THURSDAY NIGHT
The Burlington International Airport is awfully busy for a weekday evening in my recent, albeit limited, experience. It’s been several years since I’ve had an occasion to travel or greet someone coming off a flight, and I’m as timid as a child making my way to the arrivals gate. Another downside of the pandemic, I suppose: becoming a hermit.
“Her flight’s on time,” Doreen says, reading the digital boards reporting arrivals and departures. “Another sign of the looming apocalypse.” It speaks volumes that my assistant’s willing to drive an hour after work to greet a stranger. Usually, she’s out the door by three on the dot.
Doreen jabs me in the ribs. “Hey, I bet that’s her.”
A tiny figure topped by a mass of bright blond hair and engulfed in a puffy sunshine-yellow parka bobs toward us on stiletto heels dragging a Barbie-pink plastic case.
“Gotta be her. Florida colors.” Doreen waves her arm like a windshield wiper. “Yo, Tammy!”
She instantly brightens and returns a friendly wave. “Hey! Y’all must be Doreen and Kim.” Coming to a halt, she points a long red nail at Doreen and says, “Physically fit. Triple earrings. Tells it like it is. Doreen.” To me, she says, “Sensible shoes. Sensible haircut. Can-do gal. Kim, the clerk. Mother of my daughter’s assistant.”
Doreen and I are speechless. Who is this tiny witch?
As if we were on the fence about that, she closes her eyes and says, “My baby’s nearby and she’s alive. I can feel her.” Lifting her blue lids, she lets out a big sigh and smiles. “That was half the reason I wanted to be here, to get the vibe. Okay, I’m ready to find her now.”
* * *
“This is a highway?” Tammy peers out the windshield at the black ribbon of asphalt. It is nine thirty and we are the only cars on Vermont Route 7.

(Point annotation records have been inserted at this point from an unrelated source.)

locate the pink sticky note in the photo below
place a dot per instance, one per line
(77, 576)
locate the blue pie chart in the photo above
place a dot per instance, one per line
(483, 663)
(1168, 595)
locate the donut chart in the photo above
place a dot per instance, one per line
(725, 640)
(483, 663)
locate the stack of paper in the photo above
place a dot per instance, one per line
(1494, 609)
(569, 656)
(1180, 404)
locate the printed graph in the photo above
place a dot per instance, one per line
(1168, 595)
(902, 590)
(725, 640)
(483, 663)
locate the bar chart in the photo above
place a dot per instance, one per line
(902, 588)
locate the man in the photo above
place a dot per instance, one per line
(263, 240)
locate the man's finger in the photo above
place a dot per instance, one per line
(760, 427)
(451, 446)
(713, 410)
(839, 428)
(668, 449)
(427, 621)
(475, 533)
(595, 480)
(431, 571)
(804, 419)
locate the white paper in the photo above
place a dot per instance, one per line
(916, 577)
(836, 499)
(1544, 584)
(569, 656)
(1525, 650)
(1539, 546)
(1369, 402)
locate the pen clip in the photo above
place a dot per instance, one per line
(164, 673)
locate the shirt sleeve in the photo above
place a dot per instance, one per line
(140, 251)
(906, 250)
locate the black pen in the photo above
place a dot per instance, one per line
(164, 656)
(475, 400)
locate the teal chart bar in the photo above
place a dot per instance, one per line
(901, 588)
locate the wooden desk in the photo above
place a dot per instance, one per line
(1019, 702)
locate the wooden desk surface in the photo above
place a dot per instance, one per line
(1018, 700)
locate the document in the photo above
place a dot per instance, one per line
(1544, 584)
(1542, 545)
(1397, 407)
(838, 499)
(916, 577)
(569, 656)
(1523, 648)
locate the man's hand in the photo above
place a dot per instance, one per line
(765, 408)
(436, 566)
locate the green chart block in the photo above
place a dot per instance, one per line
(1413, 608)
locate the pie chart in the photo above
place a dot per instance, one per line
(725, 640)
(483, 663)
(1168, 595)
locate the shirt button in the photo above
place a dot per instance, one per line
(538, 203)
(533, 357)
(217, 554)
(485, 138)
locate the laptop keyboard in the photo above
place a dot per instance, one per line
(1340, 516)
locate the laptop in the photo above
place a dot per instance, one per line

“It is and it’s a dangerous one,” Doreen says from the back seat. “Two lanes are the pits. If you’re not swerving for a dumb deer or getting clocked by a moose, some idiot’s drunk or checking his cell and crossing the center line smack into you. Got too many morons in this state crossing the center line and killing people.”
Thanks for your tact, I mentally message her, gripping the wheel extra tight. Concrete pilings can be more sensitive than Doreen.
“I ain’t never seen a moose,” Tammy says, her face pressed to the window. “Deer we got in Florida. Monitor lizards the size of palm trees lying across the road. Reptile speed bumps, I call ’em. No moose.”
“October’s their mating season. Their brains are so doped on hormones they’ll walk right into your car and you’ll never see them ’cause they’re big and black. Eyes don’t reflect off the headlights and wham! Next thing you know, you’re waking up in the ICU.” Doreen pauses to revise her doom-and-gloom report. “If you’re lucky.”
“Mercy!” exclaims Tammy, flinching from the door as if a moose were on the other side, ready to charge.
“I gather you haven’t been up this far north?” I ask, changing the subject.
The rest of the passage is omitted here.